Но тогда, в Брускове, когда все исчезли и Глебов с Соней остались вдвоем, наступило что-то очень важное. Мороза не было, сыпался тихий снег. Они вышли с лопатами и разгребали дорожку, стояли сумерки, весь день был сумеречный, рано зажгли огонь. Несколько часов они возились, приводя дом в порядок, устали неимоверно — Соня торопилась убрать, потому что боялась, что приедут родители, — потом сидели на кухне и пили чай из глиняных чашек. Родители не приехали. Чашки были тяжелые, шоколадного цвета, и чай необыкновенно вкусный. Эти глиняные чашки запомнились навсегда. И был какой-то час, когда Соня ушла на соседнюю дачу отнести посуду, а он был наверху, в мансарде, самой теплой комнатке во всей даче, окно в сад было открыто, пахло снегом, елью, откуда-то тянуло запахом горелого лапника, и он лежал на диване, старомодном, с валиками и кистями, закинув руки за голову, смотрел на потолок, обшитый вагонкой, потемневшей от времени, на стены мансарды с торчащим между досками войлоком, с какими-то фотографиями, с маленькой старинной гравюркой под стеклом, изображавшей сцену из русско-турецкой войны, и вдруг — приливом всей крови, до головокружения — почувствовал, что все это может стать его домом. И, может быть, уже теперь — еще никто не догадывается, а он знает — все эти пожелтевшие доски с сучками, войлок, фотографии, скрипящая рама окна, крыша, заваленная снегом, принадлежат ему ! Была такая сладкая, полумертвая от усталости, от хмеля, от всего истома…

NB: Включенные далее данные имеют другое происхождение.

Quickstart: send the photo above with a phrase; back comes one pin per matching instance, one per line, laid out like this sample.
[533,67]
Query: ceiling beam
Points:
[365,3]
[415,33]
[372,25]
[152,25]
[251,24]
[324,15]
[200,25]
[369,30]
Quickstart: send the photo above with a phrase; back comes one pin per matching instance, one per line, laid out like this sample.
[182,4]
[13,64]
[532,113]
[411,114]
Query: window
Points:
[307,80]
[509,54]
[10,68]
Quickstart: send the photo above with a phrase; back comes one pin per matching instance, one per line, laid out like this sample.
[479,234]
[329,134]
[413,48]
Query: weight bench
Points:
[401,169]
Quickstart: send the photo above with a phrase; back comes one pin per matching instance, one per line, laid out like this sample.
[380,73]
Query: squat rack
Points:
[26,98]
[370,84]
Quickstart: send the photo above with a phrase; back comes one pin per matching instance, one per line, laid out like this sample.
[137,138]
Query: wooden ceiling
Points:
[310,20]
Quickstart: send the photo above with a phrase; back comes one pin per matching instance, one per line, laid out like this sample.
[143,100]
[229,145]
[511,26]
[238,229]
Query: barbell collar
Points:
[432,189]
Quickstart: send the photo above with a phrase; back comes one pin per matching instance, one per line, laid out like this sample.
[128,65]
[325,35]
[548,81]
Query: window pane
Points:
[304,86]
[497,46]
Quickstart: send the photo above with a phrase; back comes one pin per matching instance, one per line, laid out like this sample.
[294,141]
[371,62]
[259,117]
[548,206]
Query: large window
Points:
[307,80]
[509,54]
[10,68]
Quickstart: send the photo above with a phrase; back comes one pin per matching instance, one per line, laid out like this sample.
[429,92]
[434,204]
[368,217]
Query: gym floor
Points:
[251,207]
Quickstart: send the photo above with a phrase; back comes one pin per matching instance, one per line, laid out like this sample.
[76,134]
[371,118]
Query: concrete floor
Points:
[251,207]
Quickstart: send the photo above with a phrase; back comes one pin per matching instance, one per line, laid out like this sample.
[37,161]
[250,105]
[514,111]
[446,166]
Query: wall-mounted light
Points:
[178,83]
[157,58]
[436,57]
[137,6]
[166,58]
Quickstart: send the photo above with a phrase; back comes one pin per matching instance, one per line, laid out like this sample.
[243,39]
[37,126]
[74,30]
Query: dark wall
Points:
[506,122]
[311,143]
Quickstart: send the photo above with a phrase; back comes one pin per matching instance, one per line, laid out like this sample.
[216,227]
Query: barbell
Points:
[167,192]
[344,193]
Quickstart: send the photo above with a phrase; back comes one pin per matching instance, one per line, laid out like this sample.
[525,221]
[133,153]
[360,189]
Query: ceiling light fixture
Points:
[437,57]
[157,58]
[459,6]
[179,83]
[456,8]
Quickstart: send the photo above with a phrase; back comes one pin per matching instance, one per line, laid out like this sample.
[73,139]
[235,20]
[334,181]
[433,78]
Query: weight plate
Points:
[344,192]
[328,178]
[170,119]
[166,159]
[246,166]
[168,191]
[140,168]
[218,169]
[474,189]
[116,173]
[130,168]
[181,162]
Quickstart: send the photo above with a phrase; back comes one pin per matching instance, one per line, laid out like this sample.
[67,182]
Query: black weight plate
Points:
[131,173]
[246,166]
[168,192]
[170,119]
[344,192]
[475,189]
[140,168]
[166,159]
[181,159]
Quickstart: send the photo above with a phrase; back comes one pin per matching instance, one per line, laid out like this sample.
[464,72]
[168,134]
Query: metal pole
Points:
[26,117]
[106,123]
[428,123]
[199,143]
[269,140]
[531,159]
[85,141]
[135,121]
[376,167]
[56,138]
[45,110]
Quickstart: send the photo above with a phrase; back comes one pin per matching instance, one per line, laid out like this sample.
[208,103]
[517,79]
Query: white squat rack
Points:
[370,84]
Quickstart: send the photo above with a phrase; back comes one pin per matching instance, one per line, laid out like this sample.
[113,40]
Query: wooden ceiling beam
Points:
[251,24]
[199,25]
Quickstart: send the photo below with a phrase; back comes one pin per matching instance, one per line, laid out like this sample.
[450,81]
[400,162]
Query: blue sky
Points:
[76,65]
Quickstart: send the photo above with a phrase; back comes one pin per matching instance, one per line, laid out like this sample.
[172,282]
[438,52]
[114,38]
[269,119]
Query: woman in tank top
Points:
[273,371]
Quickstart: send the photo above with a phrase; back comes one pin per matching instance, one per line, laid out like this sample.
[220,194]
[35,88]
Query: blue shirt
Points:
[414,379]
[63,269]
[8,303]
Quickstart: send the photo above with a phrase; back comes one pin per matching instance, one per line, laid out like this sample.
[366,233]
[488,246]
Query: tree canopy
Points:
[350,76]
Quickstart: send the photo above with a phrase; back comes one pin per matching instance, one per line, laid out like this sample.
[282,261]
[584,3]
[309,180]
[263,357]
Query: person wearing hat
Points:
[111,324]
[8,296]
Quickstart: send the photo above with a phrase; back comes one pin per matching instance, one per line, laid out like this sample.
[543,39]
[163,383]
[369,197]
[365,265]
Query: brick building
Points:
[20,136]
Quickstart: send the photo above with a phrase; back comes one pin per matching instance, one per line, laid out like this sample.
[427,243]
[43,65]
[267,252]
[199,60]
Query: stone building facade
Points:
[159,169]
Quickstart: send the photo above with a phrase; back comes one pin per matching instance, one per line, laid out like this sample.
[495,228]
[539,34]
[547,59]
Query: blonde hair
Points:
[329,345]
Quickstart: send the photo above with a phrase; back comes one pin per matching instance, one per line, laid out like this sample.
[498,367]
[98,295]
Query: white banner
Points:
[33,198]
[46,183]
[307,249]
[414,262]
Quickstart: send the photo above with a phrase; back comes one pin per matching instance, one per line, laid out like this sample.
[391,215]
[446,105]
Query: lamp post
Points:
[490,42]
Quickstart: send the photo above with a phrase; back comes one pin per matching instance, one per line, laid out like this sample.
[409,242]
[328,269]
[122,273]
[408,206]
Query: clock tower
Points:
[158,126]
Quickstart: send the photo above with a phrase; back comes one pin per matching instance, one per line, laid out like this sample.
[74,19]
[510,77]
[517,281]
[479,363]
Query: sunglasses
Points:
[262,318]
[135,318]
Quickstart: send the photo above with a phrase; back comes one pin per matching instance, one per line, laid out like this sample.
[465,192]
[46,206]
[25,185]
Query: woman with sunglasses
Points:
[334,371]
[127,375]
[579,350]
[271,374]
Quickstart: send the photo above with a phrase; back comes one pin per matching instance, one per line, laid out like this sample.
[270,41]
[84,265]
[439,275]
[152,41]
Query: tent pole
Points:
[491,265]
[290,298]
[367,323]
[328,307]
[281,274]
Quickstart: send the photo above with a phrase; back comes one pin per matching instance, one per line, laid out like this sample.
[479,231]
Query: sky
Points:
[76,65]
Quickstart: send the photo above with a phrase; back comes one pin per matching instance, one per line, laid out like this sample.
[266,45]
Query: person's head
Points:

Захотелось немедленно что-то найти, хотя бы глоток хотя бы старого пива. Он спустился вниз, искал повсюду, ничего не нашел. Падал неслышно снег. Когда вернулась Соня, он почувствовал внезапный напор сил. Сонины глаза блестели, щеки были влажными от снега. Он целовал холодные губы, холодные пальцы, бормотал, что не может жить без нее, его охватило настоящее желание, такого никогда раньше не было с Соней, и он обрадовался. Соня заплакала и сказала: «Зачем мы потеряли целый день?» Хотя было рано, часов семь вечера, они постелили в мансарде на диване, погасили свет и бросились нагие друг к другу, не желая ждать ни секунды. Прошло немного времени, вдруг внизу раздался стук в дверь. Стучали со стороны крыльца, потом стали барабанить в дверь на веранде. Наверное, кто-то из ребят вернулся догуливать. Стучали очень упорно, было слышно, как люди, двое или трое, ходят по снегу вокруг дачи, разговаривают и советуются. Кто-то кричал: «Вадим! Отворяй, змей!» И женский голос: «Сонечка, это мы!» Еще крикнули весело: «Эй, что вы ночью будете делать?» Засмеялись. Глебов не понял по голосам кто. Соня хотела пойти вниз и открыть, но Глебов не пустил: «Лежи тихо!» Он обнимал худое, покорное, мягкое, худые плечи, худую спину, в этом теле не было никакой тяжести, но оно принадлежало ему — вот что он чувствовал, — принадлежало ему вместе со всем — со старым домом, елями, снегом; ион целовал его, обнимал, делал с ним что хотел, но старался делать бесшумно, а внизу потолкались, погудели, выругались и ушли.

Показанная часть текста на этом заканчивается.